ABD'deki seçim sonuçları üzerine yapılan bir dizi tahmin, adaylardan birinin önde olduğu kanısı ortaya koymuş olmakla birlikte, bu konuda kesin konuşmanın mümkün olamayacağı yolunda izler de taşıdı.


Genel olarak yorumlayıcı cümlelerde, 'Demokrat aday Obama önde ama..' türünden açıklamalar kullanıldı. Bu ifade, son dakikaya kadar ABD'de seçim sonuçlarını Cumhuriyetçiler lehine taşıyacak bir gelişmenin olabileceği ihtimaline dayanıyordu. Ama ile devam eden bu cümleler, ABD'nin bir anda sert politikalardan yumuşak politikalara geçemeyeceği anlayışına dayandı. Ayrıca, tam olarak oranlarına vakıf olunamayan kararsız kitlenin son dakikada bildik siyasete oy vereceği tahmini yapıldı. Öte yandan, kamuoyu yoklamalarının güvenirliliği de soruşturuldu. Birçok Amerikalı seçmenin, 'elim kırılır da yine de bir zenci adaya oy vermem' demekten utandığı, çekindiği ya da durumu ifşa etmek yerine yanıltıcı bildirim yaptığı düşünüldü.

Bir diğer değerlendirme zemini ise, hangi aday seçilirse seçilsin ABD'de yapısal bir değişim olmayacağı üzerine dayandı. Bu, iki anlam içerir. Birincisi, başa kim gelirse gelsin ABD'nin küresel politikalarını, en azından amaçlarını değiştirmeyeceği anlayışına karşılık gelir. Olumsuz bir içerik ima eden bu anlayışa göre, ABD'nin herkes tarafından bilinen amaçları bulunur, bu amaçlar emperyalizm literatüründeki kelimelerle anlam bulur, üstelik de politikayı siyaseti partiler ya da seçilmiş kişiler değil devlet yapar; dolayısıyla adaylar seçim kampanyaları sırasında ne söylerlerse söylesinler, iktidara gelince tam tersini yapabilirler. Bu bakış ABD'ye hangi ülkeden bakıldığını ortaya koyduğu gibi, hangi zaman aralığına bakıldığını da gösterir. Zira ABD siyasal sisteminde bu yaklaşımı doğrulayacak örnekler bulmak hiç zor değil. Siyasetin başkana göre değişmeyeceği çıkarımının ikinci anlamı ise, siyasi ve idari kurumların, sivil toplumun, lobi ya da iş çevrelerinin taleplerinin başkanı şekillendirmede daha etkili olduğu anlayışına dayanır. Buna göre, ABD'deki toplumsal kesimlerin hızlı değişmeyen, hemen her durumda benzer talepleri bulunan davranış kalıpları olduğu anlamı çıkar.

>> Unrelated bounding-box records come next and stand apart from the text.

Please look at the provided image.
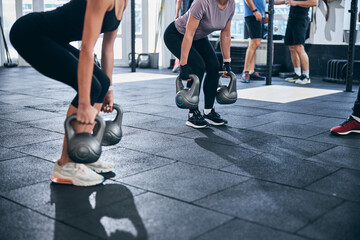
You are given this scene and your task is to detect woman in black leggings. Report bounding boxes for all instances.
[10,0,128,186]
[164,0,235,128]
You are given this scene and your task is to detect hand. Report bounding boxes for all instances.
[76,103,97,124]
[101,90,114,113]
[180,64,192,81]
[286,0,297,6]
[253,11,262,22]
[221,62,231,78]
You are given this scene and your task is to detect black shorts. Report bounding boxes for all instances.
[244,16,264,39]
[285,16,310,46]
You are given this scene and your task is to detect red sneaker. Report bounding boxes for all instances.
[330,116,360,135]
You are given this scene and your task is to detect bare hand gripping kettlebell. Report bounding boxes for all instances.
[175,74,200,109]
[102,104,123,146]
[64,114,105,163]
[216,72,237,104]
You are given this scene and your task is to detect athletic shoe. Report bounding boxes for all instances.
[204,108,227,126]
[241,72,250,83]
[330,116,360,135]
[186,110,209,128]
[249,72,265,81]
[85,160,114,173]
[172,59,180,72]
[51,161,105,186]
[295,74,311,85]
[285,73,300,82]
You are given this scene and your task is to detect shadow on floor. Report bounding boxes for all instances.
[51,184,148,240]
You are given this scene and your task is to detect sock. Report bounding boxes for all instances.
[351,115,360,123]
[204,108,212,115]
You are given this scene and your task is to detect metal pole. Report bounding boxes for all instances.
[346,0,358,92]
[131,0,136,72]
[266,0,274,85]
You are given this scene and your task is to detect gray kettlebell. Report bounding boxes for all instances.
[101,104,123,146]
[175,74,200,109]
[64,114,105,163]
[216,72,237,104]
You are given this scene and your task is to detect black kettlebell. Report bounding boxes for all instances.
[216,72,237,104]
[175,74,200,109]
[101,104,123,146]
[64,114,105,163]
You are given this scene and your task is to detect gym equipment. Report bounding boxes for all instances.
[64,114,105,163]
[175,74,200,109]
[101,104,123,146]
[216,72,237,104]
[0,17,17,68]
[137,53,150,68]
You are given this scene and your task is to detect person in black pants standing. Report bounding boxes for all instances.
[164,0,235,128]
[330,12,360,135]
[10,0,128,186]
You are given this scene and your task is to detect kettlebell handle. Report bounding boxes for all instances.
[113,103,123,125]
[64,113,106,143]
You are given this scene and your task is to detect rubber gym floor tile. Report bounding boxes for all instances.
[252,122,327,139]
[120,130,188,154]
[66,193,231,240]
[0,110,61,122]
[222,153,338,188]
[123,112,164,126]
[195,180,341,232]
[129,119,194,135]
[0,197,25,218]
[0,127,64,147]
[309,132,360,148]
[241,135,334,159]
[180,126,268,145]
[101,148,175,179]
[298,202,360,240]
[156,139,259,169]
[2,180,144,220]
[257,112,323,124]
[306,169,360,202]
[14,139,63,162]
[217,105,272,117]
[308,144,360,170]
[195,219,305,240]
[0,209,98,240]
[0,117,27,132]
[0,157,53,192]
[21,114,65,134]
[222,114,272,129]
[120,163,248,202]
[0,147,26,161]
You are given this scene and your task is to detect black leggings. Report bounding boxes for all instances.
[10,13,110,108]
[164,22,220,109]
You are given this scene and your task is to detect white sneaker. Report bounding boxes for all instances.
[51,161,105,186]
[85,160,114,173]
[295,75,311,85]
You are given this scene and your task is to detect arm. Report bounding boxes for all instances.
[220,20,231,77]
[77,0,111,124]
[175,0,182,19]
[101,29,117,112]
[287,0,318,8]
[180,14,200,66]
[245,0,262,21]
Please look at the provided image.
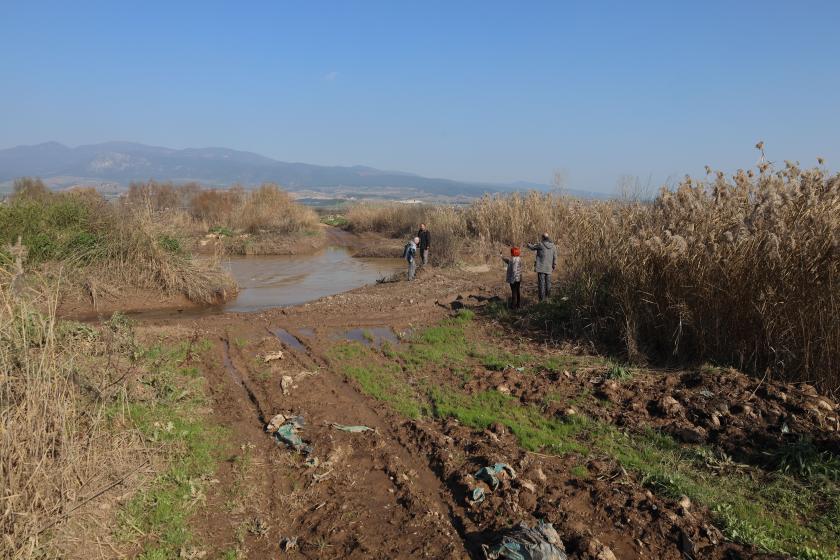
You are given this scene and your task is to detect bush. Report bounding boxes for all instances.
[346,203,467,265]
[0,180,235,303]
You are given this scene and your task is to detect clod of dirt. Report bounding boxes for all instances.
[263,350,283,363]
[280,537,297,552]
[654,396,683,416]
[280,375,294,395]
[586,538,618,560]
[667,426,707,443]
[817,399,834,412]
[595,379,620,404]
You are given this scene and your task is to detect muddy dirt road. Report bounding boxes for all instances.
[131,269,828,560]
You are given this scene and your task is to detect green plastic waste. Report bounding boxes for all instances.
[273,416,312,454]
[332,424,373,434]
[481,521,568,560]
[475,463,516,490]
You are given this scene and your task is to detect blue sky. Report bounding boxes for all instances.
[0,0,840,191]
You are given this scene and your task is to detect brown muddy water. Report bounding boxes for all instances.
[76,247,406,321]
[219,247,405,311]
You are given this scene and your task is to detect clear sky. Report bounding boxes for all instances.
[0,0,840,191]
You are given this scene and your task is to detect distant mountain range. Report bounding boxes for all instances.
[0,142,604,198]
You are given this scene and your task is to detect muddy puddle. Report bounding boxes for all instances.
[270,327,306,353]
[339,327,400,349]
[222,247,404,311]
[77,247,405,322]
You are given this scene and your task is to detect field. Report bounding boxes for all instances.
[0,159,840,560]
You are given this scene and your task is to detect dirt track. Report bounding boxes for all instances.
[135,264,832,560]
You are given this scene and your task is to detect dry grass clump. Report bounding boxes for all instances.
[345,203,467,265]
[0,269,145,559]
[345,202,432,238]
[0,185,236,303]
[559,163,840,390]
[124,181,318,234]
[466,191,573,245]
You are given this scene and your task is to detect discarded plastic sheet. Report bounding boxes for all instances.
[280,537,297,552]
[470,487,485,504]
[331,423,373,434]
[481,521,568,560]
[266,414,312,455]
[475,463,516,490]
[280,375,295,395]
[263,350,283,363]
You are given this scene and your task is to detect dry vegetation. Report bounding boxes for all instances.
[347,155,840,390]
[345,203,467,265]
[0,180,236,303]
[125,181,318,244]
[0,270,144,558]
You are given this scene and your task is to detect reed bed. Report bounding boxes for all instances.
[345,203,467,265]
[347,162,840,391]
[124,181,319,234]
[0,274,147,559]
[0,181,236,303]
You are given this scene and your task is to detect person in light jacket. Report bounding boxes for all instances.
[502,247,522,309]
[403,237,420,282]
[528,233,557,301]
[417,224,432,265]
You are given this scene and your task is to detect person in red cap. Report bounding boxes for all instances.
[502,247,522,309]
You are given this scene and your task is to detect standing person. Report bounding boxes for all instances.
[417,224,432,265]
[403,237,420,282]
[528,233,557,301]
[502,247,522,309]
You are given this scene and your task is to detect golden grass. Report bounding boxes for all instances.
[0,270,145,559]
[124,181,319,234]
[340,158,840,390]
[346,203,467,265]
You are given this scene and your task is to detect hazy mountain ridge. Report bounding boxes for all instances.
[0,142,608,197]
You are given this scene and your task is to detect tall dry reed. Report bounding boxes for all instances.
[346,203,467,265]
[123,181,319,234]
[0,269,144,559]
[559,163,840,390]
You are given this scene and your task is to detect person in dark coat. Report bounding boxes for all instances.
[528,233,557,301]
[417,224,432,264]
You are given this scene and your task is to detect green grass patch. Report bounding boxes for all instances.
[331,342,424,418]
[429,388,588,454]
[113,343,225,560]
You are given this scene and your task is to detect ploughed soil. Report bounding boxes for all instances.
[135,268,840,560]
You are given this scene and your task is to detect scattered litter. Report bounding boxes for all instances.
[280,375,294,395]
[330,422,373,434]
[280,537,297,552]
[312,469,332,482]
[265,414,312,455]
[475,463,516,490]
[481,521,568,560]
[263,350,283,363]
[265,414,286,434]
[470,487,485,504]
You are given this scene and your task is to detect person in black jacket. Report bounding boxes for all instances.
[417,224,432,264]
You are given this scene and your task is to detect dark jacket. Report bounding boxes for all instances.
[528,239,557,274]
[417,229,432,252]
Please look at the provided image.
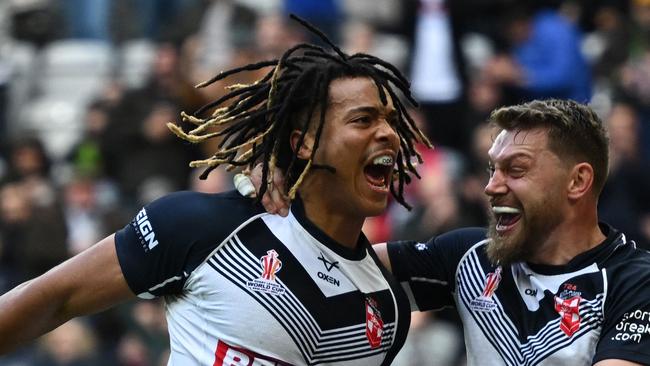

Başkanlık yarışına katılmış adayların propaganda dönemindeki söylemleri, her ikisinin de 'değişim' ihtiyacına yanıt arama derdinde olduklarını gösterdi. Bu haliyle, hangi başkan gelirse gelsin, ABD politikalarında bir değişim olacağını söylemek mümkün. Toplumun büyük kesiminin, ekonomi politikalarında, güvenlik uygulamalarında, askeri yapılanmada, dünya politikalarında değişim istediği bir yerde, durumun savunmasını yapmanın anlamı yok, böyle bir aday da yok. Dolayısıyla ABD'nin küresel politikalarında değişime gideceğini şimdiden söylemek mümkün. Bu değişimin yöntemi ve öncelikleri başkan adaylarına göre farklılaşabilir.

Değişimi zorunlu kılan faktörlerden birisi, Bush yönetiminin ABD'yi en istenmeyen, en güvenilmez oyuncu haline getirmedeki başarısı. ABD'nin güvenilmez oyuncu haline gelmesi farklı ülkelerle farklı düzeylerde iletişim, işbirliği ya da ittifak kurulmasının önünü kapattı, eski dostlarını da uzaklaştırdı. Bu politikaların ABD faaliyetlerini daraltan, sınırlayan bir etkisi oldu. Alan ve etki daralması, kendini aşan kapasiteye sahip ABD'de siyasal, mali ve ekonomik krizlerin alt yapısını oluşturdu, toplum da değişim istedi.

Dünya halklarının Obama'yı tercih etmesi, onunla kendilerine de değecek değişimin daha hızlı ve radikal olacağını sanmasıyla ilgili. Amerikalılar ise oylarını önce kendilerine değecek değişime göre kullanıyorlar. Sonuçlar, Amerikalıların çoğunluğunun değişimden ne anladıklarını gösterir, dolayısıyla seçim sonuçlarıyla çok ilgilenen diğer halklar da, isterlerse buna göre pozisyonlarını alırlar.